As it turned out, Monday, July 31 was my last night in Charleston. My daughter, Rachel, had rented a room at a beach hotel. I drove through the Isle of Palms to that Holiday Inn on Ocean Blvd., and I noticed the island has had explosive growth since I had lived there. I literally didn’t recognize it. As I looked at row after row of very expensive houses, I had to ask myself, “Is there really that man people in America with so much money?” Erica Jong points out that most writers can’t make a living without teaching or editing, etc. I guess I must get used to the disparity of my meager living to that of others. It wasn’t that I envied the folks in those fine houses, I’m just truly surprised there are so many of them. Jong says that writers can only be “people who can live in cold-water flats and like it.”
After we found my daughter’s room, I walked the beach with my grandson, Mason Alexander Shelby. I was proud of the fact that my daughter married into a family with blood ties to Robert E. Lee and the Jefferson Davis family both. When he was born, I felt like my daughter had borne a Confederate Messiah. We are the only members of our extended family with curly hair, and we both returned from our walk on the wind-blown beach with wild hair.

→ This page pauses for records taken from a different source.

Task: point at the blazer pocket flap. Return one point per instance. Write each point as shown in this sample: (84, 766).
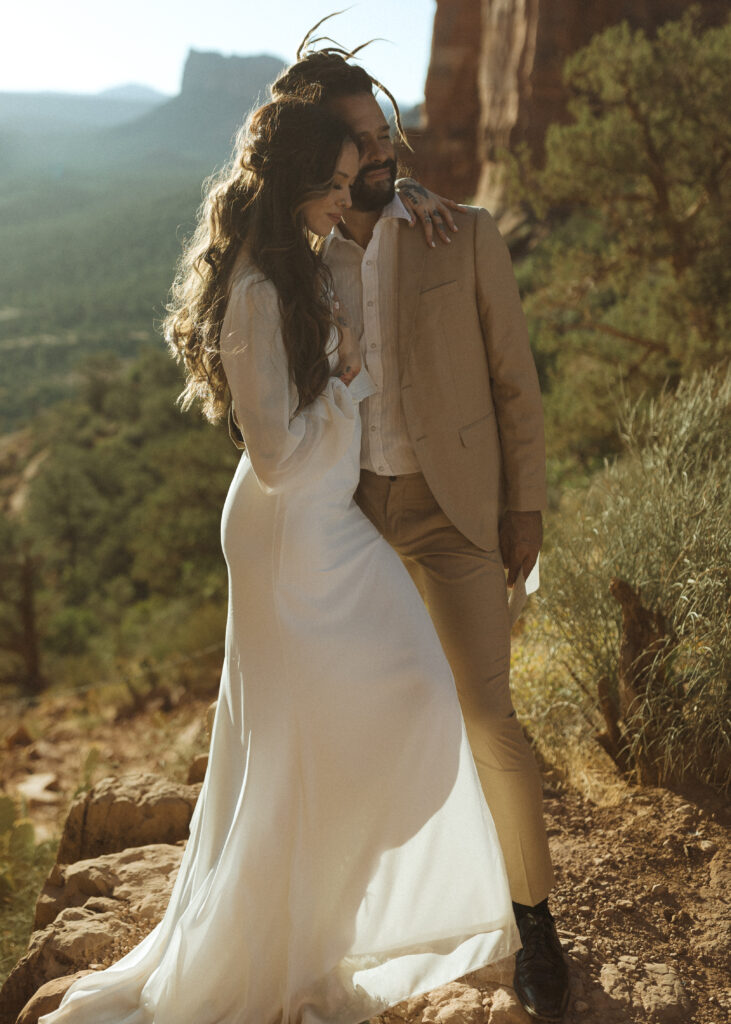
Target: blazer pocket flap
(440, 290)
(473, 432)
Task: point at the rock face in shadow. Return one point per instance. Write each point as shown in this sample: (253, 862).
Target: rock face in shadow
(495, 80)
(119, 813)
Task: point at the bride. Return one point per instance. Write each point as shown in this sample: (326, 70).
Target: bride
(341, 855)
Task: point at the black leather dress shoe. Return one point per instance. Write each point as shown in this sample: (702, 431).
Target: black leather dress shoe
(541, 974)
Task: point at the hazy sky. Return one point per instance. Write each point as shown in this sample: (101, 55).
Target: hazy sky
(89, 45)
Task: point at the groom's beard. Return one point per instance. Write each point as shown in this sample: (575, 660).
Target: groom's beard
(369, 198)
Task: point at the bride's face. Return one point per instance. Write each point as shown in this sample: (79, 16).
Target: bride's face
(320, 215)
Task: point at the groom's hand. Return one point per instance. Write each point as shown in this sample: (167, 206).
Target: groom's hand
(521, 535)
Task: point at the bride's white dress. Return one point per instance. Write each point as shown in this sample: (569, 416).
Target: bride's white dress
(341, 854)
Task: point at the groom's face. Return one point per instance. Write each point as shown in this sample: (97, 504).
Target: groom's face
(374, 186)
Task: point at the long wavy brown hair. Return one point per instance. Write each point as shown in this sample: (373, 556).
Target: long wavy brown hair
(285, 155)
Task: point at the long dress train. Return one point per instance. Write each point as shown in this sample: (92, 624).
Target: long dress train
(341, 855)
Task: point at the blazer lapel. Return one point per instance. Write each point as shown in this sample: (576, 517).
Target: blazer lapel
(412, 254)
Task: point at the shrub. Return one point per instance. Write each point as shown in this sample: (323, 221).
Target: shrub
(24, 865)
(638, 590)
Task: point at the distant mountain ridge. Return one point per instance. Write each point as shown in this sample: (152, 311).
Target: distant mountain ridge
(37, 113)
(200, 123)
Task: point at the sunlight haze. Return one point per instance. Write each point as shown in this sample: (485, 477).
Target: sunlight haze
(85, 46)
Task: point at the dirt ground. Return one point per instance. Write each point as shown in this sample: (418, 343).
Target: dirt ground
(643, 876)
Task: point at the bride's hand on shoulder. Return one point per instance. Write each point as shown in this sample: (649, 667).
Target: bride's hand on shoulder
(433, 211)
(349, 359)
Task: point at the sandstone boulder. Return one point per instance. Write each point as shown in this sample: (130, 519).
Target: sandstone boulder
(131, 811)
(485, 996)
(94, 911)
(47, 997)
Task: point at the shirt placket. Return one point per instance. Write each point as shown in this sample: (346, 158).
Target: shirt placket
(373, 349)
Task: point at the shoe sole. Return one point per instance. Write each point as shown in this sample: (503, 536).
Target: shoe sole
(542, 1017)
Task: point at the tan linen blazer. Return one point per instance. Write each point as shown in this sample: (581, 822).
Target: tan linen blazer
(469, 386)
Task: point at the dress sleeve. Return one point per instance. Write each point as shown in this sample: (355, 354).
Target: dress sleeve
(285, 451)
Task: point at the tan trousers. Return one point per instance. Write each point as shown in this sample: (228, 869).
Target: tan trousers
(465, 591)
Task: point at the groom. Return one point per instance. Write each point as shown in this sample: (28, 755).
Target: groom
(453, 467)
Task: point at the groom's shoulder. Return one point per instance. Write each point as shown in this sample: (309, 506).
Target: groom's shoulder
(469, 220)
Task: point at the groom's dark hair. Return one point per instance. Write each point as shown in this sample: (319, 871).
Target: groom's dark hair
(326, 74)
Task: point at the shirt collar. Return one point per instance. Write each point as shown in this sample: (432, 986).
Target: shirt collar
(395, 210)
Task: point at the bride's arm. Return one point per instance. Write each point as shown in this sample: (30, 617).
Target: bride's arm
(284, 452)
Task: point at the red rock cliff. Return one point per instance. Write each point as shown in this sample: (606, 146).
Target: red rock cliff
(495, 80)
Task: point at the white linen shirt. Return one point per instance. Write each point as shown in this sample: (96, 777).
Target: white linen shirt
(366, 284)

It was an interesting experience to have the whole family laughing at our looks!
We gathered the crew together and went to Coconut Joes for food and drinks. As we waited on the restaurant’s upper deck, I had a banana daiquiri, then I switched to Coronas. My eyes traced the ocean’s horizon. The ocean has a hypnotic effect upon me. It made me want to drag out my Jimmy Buffet books (yes, he does write) and sing “A Pirate looks at 40.”
There was a musician that night. He sang mostly crowd tunes with a sincere but nondescript voice. After the meal of course was when I received the phone call from my mother saying I needed to get to Oklahoma. With that phone call, my Charleston trip and euphoria effectively ended.